Release Date: December 5, 1994 This content is archived.
BUFFALO, N.Y. -- The University at Buffalo has teamed up with NYNEX to create a demonstration area that displays assistive devices to help persons with disabilities communicate via the telephone.
The demonstration area, located in the UB Center for Assistive Technology (CAT) in Kimball Tower on the South (Main Street) Campus, allows people to see, learn about and test assistive devices before purchasing them.

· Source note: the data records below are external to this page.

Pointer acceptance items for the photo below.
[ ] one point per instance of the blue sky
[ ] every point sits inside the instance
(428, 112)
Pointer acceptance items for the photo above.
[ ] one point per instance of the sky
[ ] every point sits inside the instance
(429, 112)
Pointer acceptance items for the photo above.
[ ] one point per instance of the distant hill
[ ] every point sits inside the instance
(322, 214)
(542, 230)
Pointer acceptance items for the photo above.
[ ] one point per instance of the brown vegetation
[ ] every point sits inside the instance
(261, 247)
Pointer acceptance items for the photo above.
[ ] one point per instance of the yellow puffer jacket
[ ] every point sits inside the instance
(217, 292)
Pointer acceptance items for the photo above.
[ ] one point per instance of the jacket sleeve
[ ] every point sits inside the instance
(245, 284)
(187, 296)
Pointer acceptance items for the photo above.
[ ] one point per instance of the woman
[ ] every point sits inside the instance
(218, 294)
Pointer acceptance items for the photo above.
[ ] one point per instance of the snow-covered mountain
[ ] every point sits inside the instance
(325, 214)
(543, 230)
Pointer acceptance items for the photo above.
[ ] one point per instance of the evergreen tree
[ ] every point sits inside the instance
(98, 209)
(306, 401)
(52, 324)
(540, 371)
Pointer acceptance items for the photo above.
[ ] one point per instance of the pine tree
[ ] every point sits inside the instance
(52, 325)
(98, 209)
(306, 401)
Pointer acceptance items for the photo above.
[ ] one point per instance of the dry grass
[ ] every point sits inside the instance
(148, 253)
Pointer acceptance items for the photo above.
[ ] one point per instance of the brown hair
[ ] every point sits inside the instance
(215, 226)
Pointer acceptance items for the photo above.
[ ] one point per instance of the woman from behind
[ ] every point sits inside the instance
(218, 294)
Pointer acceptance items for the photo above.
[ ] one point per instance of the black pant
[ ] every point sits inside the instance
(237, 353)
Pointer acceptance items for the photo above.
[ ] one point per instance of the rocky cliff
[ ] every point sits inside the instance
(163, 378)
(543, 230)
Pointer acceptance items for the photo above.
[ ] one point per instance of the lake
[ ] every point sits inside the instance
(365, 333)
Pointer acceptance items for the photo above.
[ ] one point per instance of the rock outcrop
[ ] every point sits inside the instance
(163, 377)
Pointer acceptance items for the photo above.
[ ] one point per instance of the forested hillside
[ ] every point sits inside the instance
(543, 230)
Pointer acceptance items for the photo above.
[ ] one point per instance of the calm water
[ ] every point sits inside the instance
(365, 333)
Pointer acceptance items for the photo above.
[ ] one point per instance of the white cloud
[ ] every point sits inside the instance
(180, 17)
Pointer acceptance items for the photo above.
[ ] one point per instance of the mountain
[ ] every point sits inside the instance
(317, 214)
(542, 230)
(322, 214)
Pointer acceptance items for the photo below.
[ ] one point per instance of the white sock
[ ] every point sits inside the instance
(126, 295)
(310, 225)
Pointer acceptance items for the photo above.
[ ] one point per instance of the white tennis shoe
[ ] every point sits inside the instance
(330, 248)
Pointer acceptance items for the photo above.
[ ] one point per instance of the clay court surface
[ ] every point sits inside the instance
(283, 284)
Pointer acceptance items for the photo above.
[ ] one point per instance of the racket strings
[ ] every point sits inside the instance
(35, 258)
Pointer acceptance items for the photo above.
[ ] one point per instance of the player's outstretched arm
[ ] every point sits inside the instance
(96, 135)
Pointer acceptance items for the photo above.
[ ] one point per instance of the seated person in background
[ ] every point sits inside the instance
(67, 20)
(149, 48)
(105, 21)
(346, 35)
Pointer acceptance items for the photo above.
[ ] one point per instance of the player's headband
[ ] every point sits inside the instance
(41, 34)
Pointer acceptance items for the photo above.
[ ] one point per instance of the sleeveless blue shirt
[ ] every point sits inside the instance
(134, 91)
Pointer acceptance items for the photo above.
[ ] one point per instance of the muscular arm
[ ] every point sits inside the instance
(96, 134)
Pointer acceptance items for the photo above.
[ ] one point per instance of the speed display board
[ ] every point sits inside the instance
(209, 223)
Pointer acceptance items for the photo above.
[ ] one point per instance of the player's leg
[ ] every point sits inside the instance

The devices are not sold at the center, but information is available on where they may be obtained, says Thomas E. Burford, Ph.D., project coordinator for the Western New York Regional TRAID (Technology Related Assistance for Persons with Disabilities) Center, which brought the demonstration area to CAT.
The Western New York TRAID center, located in CAT, is one of six across the state established to raise awareness of devices and services that assist persons with disabilities.
The TRAID center introduces both people with disabilities and health-care professionals to the assistive devices. "Part of our job is to acquaint service providers and consumers with what technology is available," Burford says.
The center's operational telephone lines allow people to place calls to try out adapted devices such as the TTY, which enables hearing-impaired individuals to communicate over the telephone via a keyboard. Other devices include special headsets to amplify voices for the speech-impaired or in-coming sounds for the hearing impaired, large-button phones for the visually impaired, and artificial larynxes to allow persons who have undergone laryngectomies to speak.
Approximately 50 people with special needs and hundreds of health-care professionals and service providers have visited the center since it began demonstrations a year ago.
The demonstration area, formally inaugurated at a ceremony earlier this month, is one of the latest efforts by the state TRAID Project, the New York State Office of Advocate for Persons with Disabilities and NYNEX to expand services available at the TRAID regional technology centers across the state.
The TRAID Project is partially funded by the National Institute on Disability and Rehabilitation Research.